Nunca nos divertimos
Não sabemos o peso de um pai
Até que ele seja nosso fardo.

Eu estava relendo esse poema quando o meu telefone vibrou.
Ele: Oi.
Eu: Oi.
Ele: Por acaso você está lendo meu blog neste exato momento?
Eu: … Talvez. Tem problema?
Ele: Que bom que é você. O Analytics me informou que alguém de Indianápolis está na minha página há trinta minutos. Fiquei nervoso.
Eu: Por quê?
Ele: Não quero meus poemas horríveis saindo nos jornais.
Eu: Ninguém faria isso. E você tem que parar de dizer que seus poemas são horríveis.
Ele: Como você encontrou o blog?
Eu: Procurei por “as folhas seguiram seu caminho, vocês também deveriam ir”. Outra pessoa não saberia como nem onde procurar.
Ele: Desculpa se estou sendo paranoico, é só que gosto de postar no blog e não quero ter que apagar.
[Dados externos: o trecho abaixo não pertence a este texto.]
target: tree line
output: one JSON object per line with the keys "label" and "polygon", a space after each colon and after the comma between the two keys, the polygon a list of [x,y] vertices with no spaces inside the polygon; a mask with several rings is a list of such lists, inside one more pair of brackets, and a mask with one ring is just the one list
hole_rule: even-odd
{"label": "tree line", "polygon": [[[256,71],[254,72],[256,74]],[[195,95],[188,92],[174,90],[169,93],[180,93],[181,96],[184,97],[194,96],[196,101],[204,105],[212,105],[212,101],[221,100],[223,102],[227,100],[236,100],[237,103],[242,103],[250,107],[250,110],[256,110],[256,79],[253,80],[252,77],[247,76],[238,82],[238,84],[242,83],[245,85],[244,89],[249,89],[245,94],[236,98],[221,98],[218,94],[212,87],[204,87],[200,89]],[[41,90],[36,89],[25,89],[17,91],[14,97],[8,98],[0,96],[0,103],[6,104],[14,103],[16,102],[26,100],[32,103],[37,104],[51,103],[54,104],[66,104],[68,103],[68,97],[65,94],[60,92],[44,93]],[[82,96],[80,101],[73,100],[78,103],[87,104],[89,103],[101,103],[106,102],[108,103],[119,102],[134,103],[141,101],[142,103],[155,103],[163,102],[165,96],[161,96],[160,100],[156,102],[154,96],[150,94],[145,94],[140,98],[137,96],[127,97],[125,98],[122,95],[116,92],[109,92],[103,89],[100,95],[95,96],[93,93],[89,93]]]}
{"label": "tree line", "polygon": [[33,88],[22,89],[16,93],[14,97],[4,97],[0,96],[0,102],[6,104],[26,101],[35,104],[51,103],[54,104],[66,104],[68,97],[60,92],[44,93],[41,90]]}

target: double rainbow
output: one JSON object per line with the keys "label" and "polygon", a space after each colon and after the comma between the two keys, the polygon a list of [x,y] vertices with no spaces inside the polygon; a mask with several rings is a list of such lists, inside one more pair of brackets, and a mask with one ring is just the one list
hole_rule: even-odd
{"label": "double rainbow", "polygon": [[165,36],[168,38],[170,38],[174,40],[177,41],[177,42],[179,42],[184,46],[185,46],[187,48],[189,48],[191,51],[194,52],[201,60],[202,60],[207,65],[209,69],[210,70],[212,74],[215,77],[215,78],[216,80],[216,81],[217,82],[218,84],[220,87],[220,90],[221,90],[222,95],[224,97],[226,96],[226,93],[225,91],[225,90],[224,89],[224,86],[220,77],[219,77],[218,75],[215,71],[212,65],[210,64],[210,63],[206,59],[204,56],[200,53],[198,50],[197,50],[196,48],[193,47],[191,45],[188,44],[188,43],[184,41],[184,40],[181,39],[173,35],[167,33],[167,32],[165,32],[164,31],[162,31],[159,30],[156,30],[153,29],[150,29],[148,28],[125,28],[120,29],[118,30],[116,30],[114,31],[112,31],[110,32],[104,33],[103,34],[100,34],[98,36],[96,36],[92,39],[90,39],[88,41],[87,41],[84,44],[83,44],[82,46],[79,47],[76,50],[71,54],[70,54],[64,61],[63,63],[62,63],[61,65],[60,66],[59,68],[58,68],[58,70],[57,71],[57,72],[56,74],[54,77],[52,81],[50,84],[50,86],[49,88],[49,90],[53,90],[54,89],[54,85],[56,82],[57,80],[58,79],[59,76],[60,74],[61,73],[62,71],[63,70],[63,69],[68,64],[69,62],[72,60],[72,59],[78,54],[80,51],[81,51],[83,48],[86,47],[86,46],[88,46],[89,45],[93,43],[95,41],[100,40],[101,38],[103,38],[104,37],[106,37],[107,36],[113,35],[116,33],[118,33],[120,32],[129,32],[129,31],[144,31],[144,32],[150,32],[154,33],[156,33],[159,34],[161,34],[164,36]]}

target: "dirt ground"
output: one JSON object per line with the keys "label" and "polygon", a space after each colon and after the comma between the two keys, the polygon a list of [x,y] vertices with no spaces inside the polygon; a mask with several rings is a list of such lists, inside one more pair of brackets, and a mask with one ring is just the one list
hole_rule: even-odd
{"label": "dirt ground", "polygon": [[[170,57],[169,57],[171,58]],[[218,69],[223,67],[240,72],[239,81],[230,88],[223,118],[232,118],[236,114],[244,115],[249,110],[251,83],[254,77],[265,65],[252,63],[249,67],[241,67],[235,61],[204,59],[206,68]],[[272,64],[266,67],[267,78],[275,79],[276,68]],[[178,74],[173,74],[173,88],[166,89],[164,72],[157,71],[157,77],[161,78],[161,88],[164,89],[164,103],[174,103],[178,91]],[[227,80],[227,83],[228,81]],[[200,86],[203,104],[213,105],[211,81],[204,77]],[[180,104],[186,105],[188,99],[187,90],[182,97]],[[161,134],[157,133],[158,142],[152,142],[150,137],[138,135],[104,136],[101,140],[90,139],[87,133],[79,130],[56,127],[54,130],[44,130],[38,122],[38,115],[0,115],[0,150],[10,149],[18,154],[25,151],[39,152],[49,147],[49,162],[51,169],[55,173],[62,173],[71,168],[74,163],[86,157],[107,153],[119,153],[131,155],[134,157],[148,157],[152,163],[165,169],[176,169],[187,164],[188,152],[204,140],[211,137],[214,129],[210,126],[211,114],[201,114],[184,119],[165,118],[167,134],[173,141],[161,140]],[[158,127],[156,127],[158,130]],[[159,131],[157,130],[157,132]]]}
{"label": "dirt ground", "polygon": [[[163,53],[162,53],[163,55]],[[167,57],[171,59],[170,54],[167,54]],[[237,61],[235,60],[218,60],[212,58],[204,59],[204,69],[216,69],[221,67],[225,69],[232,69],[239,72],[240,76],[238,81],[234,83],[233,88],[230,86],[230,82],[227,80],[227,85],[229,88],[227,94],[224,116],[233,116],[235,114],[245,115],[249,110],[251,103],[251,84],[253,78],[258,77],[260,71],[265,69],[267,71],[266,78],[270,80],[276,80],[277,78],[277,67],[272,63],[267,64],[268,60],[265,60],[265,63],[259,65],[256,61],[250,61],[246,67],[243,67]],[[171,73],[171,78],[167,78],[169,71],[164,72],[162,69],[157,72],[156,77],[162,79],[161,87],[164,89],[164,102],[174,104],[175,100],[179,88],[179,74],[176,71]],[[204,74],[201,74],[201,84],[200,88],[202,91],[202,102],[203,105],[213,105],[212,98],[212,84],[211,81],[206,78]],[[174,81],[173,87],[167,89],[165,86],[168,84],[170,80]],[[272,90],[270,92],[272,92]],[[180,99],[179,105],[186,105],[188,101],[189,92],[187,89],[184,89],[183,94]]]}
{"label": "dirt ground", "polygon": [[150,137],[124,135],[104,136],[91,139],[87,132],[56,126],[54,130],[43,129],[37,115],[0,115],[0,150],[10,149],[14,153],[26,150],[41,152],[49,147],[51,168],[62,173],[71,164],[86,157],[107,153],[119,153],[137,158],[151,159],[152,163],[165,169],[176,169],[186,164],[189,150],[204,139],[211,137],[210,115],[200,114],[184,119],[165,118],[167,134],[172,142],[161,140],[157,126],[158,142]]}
Ele: Adorei ver você hoje.
Eu: Eu também.
Vi o “digitando…”, mas não recebi nada, então escrevi:
Eu: Quer falar pelo FaceTime?
Ele: Claro.
Meus dedos tremiam um pouco quando toquei em “iniciar chamada”. O rosto de Davis surgiu na tela, cinza na luz fantasmagórica do celular dele.
Shhh — fiz, levando um dedo à boca.
Ficamos olhando um para o outro em silêncio, embora fôssemos apenas borrões na luz turva das telas dos celulares, e aquele foi o momento mais íntimo que já tive na vida real.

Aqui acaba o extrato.